More common than most men realize — which is part of why it's undertreated. The Massachusetts Male Aging Study found ED affects approximately 52% of men between 40–70 to some degree (mild to severe). The Cleveland Clinic estimates 30 million American men experience it. Prevalence increases with age but is not limited to older men — 26% of men under 40 experience ED (Journal of Sexual Medicine, 2013). It is a medical condition with a very high treatment success rate, not an inevitable aging outcome.
What causes erectile dysfunction?
ED is primarily vascular in most men — inadequate blood flow to penile tissue due to the same cardiovascular factors that cause heart disease: high blood pressure, high cholesterol, atherosclerosis, diabetes, and smoking.

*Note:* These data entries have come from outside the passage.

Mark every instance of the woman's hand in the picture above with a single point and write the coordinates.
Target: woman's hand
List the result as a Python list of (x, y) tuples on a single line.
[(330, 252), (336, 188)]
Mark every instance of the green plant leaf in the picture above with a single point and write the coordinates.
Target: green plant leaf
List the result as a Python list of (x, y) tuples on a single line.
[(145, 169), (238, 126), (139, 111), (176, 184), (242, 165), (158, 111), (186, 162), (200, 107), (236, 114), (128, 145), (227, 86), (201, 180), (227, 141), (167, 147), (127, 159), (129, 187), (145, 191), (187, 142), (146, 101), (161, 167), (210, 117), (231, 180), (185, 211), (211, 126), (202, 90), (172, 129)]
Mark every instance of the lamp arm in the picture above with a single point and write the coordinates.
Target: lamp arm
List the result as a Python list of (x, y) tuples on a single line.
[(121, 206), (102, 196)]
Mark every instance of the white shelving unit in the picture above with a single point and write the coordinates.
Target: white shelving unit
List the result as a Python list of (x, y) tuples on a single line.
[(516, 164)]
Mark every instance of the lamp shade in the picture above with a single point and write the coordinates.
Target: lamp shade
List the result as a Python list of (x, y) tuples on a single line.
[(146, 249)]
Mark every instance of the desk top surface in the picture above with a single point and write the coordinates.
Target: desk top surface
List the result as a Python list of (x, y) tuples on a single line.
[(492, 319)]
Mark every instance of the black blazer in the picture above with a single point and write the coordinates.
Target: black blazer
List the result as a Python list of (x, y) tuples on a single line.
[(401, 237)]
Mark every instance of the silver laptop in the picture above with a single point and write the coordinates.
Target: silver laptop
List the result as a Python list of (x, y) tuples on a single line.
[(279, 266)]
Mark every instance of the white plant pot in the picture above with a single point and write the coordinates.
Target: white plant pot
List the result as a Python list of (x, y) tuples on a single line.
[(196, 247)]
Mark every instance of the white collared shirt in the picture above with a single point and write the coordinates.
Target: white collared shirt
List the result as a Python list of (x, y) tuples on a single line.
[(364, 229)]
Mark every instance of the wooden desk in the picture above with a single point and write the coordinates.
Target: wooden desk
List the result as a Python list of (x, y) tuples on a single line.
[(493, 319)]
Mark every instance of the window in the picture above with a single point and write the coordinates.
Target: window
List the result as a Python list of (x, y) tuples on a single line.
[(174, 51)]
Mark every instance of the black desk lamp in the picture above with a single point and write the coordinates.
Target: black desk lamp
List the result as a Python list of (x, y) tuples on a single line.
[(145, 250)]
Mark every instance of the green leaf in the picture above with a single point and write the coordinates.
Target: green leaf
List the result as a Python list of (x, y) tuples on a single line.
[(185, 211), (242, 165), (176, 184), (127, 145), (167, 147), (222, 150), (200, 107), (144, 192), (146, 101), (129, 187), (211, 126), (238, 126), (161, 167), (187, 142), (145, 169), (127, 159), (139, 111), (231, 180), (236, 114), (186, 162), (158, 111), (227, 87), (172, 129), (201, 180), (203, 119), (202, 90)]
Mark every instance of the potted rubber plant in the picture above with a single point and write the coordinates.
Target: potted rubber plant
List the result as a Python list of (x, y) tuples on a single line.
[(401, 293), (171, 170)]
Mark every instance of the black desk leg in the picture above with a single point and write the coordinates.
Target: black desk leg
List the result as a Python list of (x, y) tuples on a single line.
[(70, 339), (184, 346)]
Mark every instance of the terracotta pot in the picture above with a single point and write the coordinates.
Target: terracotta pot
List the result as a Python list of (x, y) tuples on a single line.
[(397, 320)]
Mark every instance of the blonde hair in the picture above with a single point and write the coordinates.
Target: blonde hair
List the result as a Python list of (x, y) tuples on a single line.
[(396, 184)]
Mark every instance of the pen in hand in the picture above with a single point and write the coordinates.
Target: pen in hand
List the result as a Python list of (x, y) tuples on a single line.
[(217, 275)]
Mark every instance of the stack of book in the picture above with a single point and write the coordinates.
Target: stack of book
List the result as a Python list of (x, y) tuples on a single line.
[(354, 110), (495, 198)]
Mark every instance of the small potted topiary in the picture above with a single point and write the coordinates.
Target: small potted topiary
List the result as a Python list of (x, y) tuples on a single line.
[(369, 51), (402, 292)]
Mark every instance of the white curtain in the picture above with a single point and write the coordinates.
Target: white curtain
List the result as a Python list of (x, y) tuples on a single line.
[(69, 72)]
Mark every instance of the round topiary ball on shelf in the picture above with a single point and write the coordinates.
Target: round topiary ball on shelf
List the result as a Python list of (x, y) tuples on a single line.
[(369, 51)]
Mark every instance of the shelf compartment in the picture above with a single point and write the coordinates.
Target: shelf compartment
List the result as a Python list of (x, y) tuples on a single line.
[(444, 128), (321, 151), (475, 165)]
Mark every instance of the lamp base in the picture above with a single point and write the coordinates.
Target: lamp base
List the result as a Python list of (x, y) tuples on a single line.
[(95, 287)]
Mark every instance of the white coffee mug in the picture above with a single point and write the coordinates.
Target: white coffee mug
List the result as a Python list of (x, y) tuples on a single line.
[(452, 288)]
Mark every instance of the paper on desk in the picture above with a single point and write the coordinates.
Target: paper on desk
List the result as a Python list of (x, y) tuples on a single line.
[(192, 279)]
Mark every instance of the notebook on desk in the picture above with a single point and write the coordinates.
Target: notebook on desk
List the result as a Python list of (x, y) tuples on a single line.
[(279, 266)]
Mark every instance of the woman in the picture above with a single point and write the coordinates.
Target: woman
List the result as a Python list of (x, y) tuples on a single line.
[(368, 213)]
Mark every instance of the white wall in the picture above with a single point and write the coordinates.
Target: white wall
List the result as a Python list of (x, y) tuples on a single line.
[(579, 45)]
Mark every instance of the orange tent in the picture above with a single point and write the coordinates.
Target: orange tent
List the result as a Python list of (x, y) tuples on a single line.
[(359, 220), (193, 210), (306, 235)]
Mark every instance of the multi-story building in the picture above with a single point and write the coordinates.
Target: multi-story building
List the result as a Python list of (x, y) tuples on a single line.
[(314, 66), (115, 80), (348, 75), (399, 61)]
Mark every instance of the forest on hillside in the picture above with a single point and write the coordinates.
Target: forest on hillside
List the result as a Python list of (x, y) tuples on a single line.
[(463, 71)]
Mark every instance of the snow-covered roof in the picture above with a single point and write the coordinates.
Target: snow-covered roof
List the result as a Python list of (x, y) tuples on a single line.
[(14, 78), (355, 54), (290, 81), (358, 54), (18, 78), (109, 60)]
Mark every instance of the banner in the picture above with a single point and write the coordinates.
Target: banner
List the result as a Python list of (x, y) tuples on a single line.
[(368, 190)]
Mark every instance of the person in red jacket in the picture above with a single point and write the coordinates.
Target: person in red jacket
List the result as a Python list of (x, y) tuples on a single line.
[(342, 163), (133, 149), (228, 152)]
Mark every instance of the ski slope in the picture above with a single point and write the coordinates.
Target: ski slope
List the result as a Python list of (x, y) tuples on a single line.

Hormonal causes (low testosterone) account for a smaller proportion. Psychological factors (anxiety, performance anxiety, depression) can cause or compound ED. ED in a man under 50 with no prior cardiovascular diagnosis is sometimes an early warning sign of cardiovascular disease and warrants a workup.
What is low testosterone and how do I know if I have it?
Low testosterone (hypogonadism) involves testosterone levels below the normal range (generally below 300 ng/dL total testosterone) with associated symptoms: decreased libido, fatigue, reduced muscle mass, increased body fat, mood changes, reduced bone density, and sometimes ED. Diagnosis requires a blood test — symptoms alone are not sufficient because they overlap with many other conditions. A telehealth physician can order bloodwork and interpret results.
Does hair loss treatment actually work?
Yes, for two proven options. Finasteride (prescription oral medication) blocks DHT — the hormone that miniaturizes hair follicles in male-pattern baldness — and stops hair loss in 80–90% of users and regrows hair in about 65% (New England Journal of Medicine trial). Minoxidil (over-the-counter topical or prescription oral) increases blood flow to follicles and promotes regrowth in 40–60% of users. Combining both produces better outcomes than either alone. The catch: both require ongoing use to maintain results.
Is it embarrassing to talk about ED or sexual health with a telehealth doctor?
The practical answer: telehealth removes most of the social friction. You're answering questions on your phone or computer, not in a face-to-face clinical environment. Men are significantly more likely to address ED through telehealth platforms than traditional office visits, which is why men's telehealth companies have had explosive growth. The physician's job is clinical assessment, not judgment.